The woman who sent her adoptive son back to Russia with a note stating that he was a sociopath is hardly a woman who snapped after singing "I'm a little teapot" one too many times.
She has done what so many parents who have adopted from Russia have been tempted to do. (To read more about this, go
here and
here).
The sad truth, and one that has been known for years, is that most children from Russia (or many other third world countries) come with problems. It's easy to see why. Here's the recipe:
1. Go to a third world country (and parts of Russia are just that)
2. Take one child being generally unwanted
3. Institutionalize that child for a long time
4. Couple that with him moving to another country and being forced to assimilate the culture
And voila! One freshly made (you choose):
A. Sociopath
B. Child with severe attachment disorder
C. Hell on wheels
D. All of the above
I've read of these cases for years, and I'm shocked that it's taken this long for anyone to take real notice of them.
What's amazing is that it took this one incident to put the spotlight on an issue that's been going on for a very long time. And truthfully, there's no solution. If you want a child desperately enough, you may
want there to be a solution, but wishful thinking can't change facts.
Studies repeatedly show a child's personality is developed between 3 and 5 years of age. And these formative years are usually filled with trauma in the case of an unwanted child.

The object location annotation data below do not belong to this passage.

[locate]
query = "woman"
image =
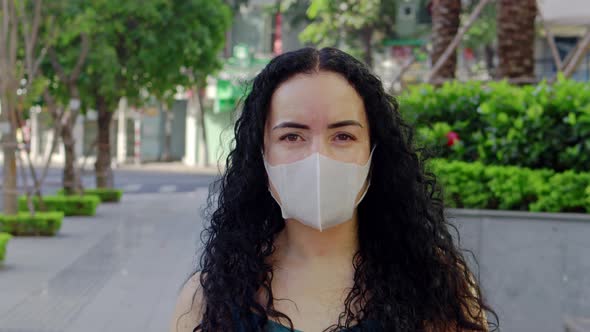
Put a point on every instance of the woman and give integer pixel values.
(325, 218)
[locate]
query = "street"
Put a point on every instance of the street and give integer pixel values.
(133, 181)
(118, 271)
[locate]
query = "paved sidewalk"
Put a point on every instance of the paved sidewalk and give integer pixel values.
(118, 271)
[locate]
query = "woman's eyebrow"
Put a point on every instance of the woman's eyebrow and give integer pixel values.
(344, 124)
(330, 126)
(290, 125)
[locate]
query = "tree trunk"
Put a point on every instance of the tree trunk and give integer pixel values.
(489, 57)
(446, 18)
(203, 146)
(516, 38)
(10, 203)
(368, 46)
(102, 167)
(71, 178)
(166, 154)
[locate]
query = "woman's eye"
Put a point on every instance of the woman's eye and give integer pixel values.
(290, 138)
(344, 137)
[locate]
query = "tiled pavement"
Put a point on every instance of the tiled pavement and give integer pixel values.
(118, 271)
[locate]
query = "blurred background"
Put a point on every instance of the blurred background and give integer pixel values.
(115, 116)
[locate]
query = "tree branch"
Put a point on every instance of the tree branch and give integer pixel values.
(36, 22)
(581, 50)
(84, 48)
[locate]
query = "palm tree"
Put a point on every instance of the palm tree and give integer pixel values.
(516, 38)
(445, 24)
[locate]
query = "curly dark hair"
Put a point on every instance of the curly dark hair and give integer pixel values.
(409, 274)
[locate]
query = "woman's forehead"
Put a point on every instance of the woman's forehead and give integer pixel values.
(316, 98)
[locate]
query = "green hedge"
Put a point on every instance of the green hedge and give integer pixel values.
(69, 205)
(42, 223)
(4, 238)
(475, 185)
(106, 195)
(540, 126)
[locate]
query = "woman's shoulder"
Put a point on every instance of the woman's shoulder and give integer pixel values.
(189, 306)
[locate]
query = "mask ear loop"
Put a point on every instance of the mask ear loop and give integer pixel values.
(368, 177)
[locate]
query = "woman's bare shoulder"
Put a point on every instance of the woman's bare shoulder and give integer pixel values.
(189, 306)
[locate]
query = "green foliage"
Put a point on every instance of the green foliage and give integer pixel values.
(106, 195)
(24, 224)
(69, 205)
(4, 238)
(348, 23)
(475, 185)
(542, 126)
(136, 47)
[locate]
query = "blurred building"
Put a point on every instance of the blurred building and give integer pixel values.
(568, 20)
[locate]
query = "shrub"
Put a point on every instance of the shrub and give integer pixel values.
(106, 195)
(475, 185)
(541, 126)
(23, 223)
(69, 205)
(4, 238)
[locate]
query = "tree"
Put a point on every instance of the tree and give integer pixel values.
(67, 58)
(147, 47)
(482, 35)
(446, 18)
(20, 56)
(357, 26)
(516, 38)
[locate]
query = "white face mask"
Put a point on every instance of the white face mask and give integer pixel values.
(318, 191)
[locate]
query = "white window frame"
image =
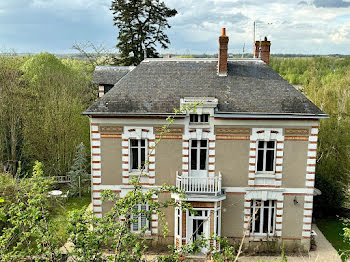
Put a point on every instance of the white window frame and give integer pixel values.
(271, 219)
(199, 118)
(139, 147)
(265, 149)
(198, 155)
(139, 220)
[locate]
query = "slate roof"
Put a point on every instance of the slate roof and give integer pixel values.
(156, 86)
(109, 75)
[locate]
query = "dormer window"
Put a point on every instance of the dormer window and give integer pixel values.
(194, 118)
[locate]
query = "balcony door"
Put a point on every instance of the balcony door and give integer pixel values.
(199, 227)
(199, 158)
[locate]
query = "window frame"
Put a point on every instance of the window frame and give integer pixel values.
(139, 220)
(198, 155)
(139, 147)
(265, 149)
(199, 118)
(272, 207)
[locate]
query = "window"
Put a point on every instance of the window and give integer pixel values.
(199, 150)
(194, 118)
(137, 153)
(140, 221)
(263, 217)
(266, 156)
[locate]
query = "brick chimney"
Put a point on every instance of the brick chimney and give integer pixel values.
(262, 50)
(222, 57)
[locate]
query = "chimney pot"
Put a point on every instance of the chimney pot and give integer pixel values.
(262, 50)
(222, 56)
(223, 31)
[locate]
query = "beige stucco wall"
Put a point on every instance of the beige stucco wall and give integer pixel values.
(232, 214)
(294, 163)
(232, 160)
(168, 160)
(111, 161)
(292, 224)
(169, 216)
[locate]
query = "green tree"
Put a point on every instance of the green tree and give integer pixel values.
(12, 108)
(53, 122)
(27, 231)
(141, 25)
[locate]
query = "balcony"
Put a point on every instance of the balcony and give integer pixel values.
(199, 185)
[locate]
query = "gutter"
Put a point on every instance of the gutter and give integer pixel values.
(111, 114)
(216, 115)
(270, 116)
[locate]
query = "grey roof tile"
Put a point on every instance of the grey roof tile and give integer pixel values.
(156, 86)
(109, 75)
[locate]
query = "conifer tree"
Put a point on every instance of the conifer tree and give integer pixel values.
(141, 25)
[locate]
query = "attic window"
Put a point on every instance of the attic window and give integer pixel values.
(194, 118)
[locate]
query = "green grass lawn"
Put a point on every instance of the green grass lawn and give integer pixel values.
(61, 213)
(332, 228)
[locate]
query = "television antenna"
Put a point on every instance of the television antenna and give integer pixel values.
(254, 31)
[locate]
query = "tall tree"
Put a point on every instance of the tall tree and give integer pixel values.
(141, 25)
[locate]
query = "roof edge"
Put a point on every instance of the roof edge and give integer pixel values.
(271, 115)
(220, 114)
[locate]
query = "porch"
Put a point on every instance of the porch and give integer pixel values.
(199, 184)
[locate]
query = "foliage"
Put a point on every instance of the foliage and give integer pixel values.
(86, 235)
(227, 252)
(27, 231)
(60, 214)
(79, 175)
(141, 25)
(41, 100)
(12, 93)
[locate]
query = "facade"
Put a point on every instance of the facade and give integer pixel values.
(245, 158)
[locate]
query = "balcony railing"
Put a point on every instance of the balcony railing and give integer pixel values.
(199, 185)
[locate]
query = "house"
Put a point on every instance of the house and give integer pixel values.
(246, 157)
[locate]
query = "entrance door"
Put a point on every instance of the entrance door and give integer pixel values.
(199, 227)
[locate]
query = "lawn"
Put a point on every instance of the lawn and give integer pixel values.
(332, 229)
(61, 213)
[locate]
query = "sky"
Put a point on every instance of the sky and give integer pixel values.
(294, 27)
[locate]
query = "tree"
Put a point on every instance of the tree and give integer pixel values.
(53, 123)
(12, 108)
(141, 25)
(26, 229)
(78, 172)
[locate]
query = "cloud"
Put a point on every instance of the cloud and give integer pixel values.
(331, 3)
(292, 26)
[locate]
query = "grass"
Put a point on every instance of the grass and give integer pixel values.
(61, 213)
(332, 229)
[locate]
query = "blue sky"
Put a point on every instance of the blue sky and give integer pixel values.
(301, 26)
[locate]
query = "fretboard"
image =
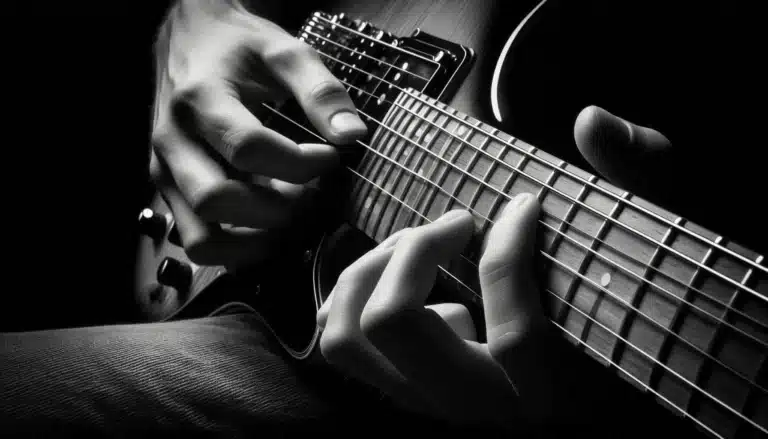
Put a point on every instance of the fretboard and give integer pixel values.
(677, 310)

Now other sympathetic families are weighing in, telling of their miserable Russian adoptions. Some have rationalized, some have muddled through it all, but most speak of the toll it takes and the burdens they must carry due to the children they took on.
We are exporting other countries' problems when we take on their children, with rare exceptions.
Years ago I had acquaintances who chose to adopt from India because they felt specially attuned to that country (due to the whimsical fact that the husband played the Sitar). They went through a long and painful process, sending money to India, getting pictures, etc.
The baby was a girl. She had been raised since birth in an orphanage run by nuns, but the problem was that the orphanage had very little funding. Therefore, the children often didn't receive proper nutrition.
When this couple received the baby, she was about 8 months old, had been held rarely (so her head was somewhat deformed from being left in the crib so much), and she was severely thin and undernourished (she was the size of a newborn). As a result, their pediatrician warned them that there was likely to be brain damage or at least mental development issues.
The parents joyfully announced all this to us because, frankly, it was new. And any experience, when new, is something you think you can happily overcome, slogging through mountains and singing the theme from The Sound of Music. It was A Challenge, A Rite of Passage, A Chance To Show Off Parenting Skills.
But that child is now about 18 and I wonder how she fared. And if she lived. And whether or not the marriage survived. And when the bloom fell off the rose, did the Sitar playing husband leave or did he merely sink into despair? For usually it's the wife who takes on the true burden of raising a special needs child.
It is often very hard to bond with a child that is not your biological child, for the simple reason that hormones play a factor when a baby is born. Without your hormones singing that child's praises, it's much tougher to get past the bumps in the road, let alone the crevasses.
Thus, an adoptive child does not have the advantages that a biological child has. Over the years, I have had close friends who were adopted, and not one of them ever felt that bond. And, may I venture to add that it's because their parents apparently never felt that bond, either.
I am sure that there are exceptions: For instance, if a parent adopts a child right after the loss of a child, they may be able to transfer the bond. And there are parents who may truly believe that they are as close to that bond as they can be. One adoption site says that research shows that adoptive families bond as closely as biological ones. I'm not disputing that bonding occurs, but I question to what
degree it occurs.
Adoption and assimilation of children is tough enough as it is, without adding other problems to the mix. Although we certainly don't have enough children to adopt within the USA (due to abortion and restrictive laws), going outside of the country isn't a better solution.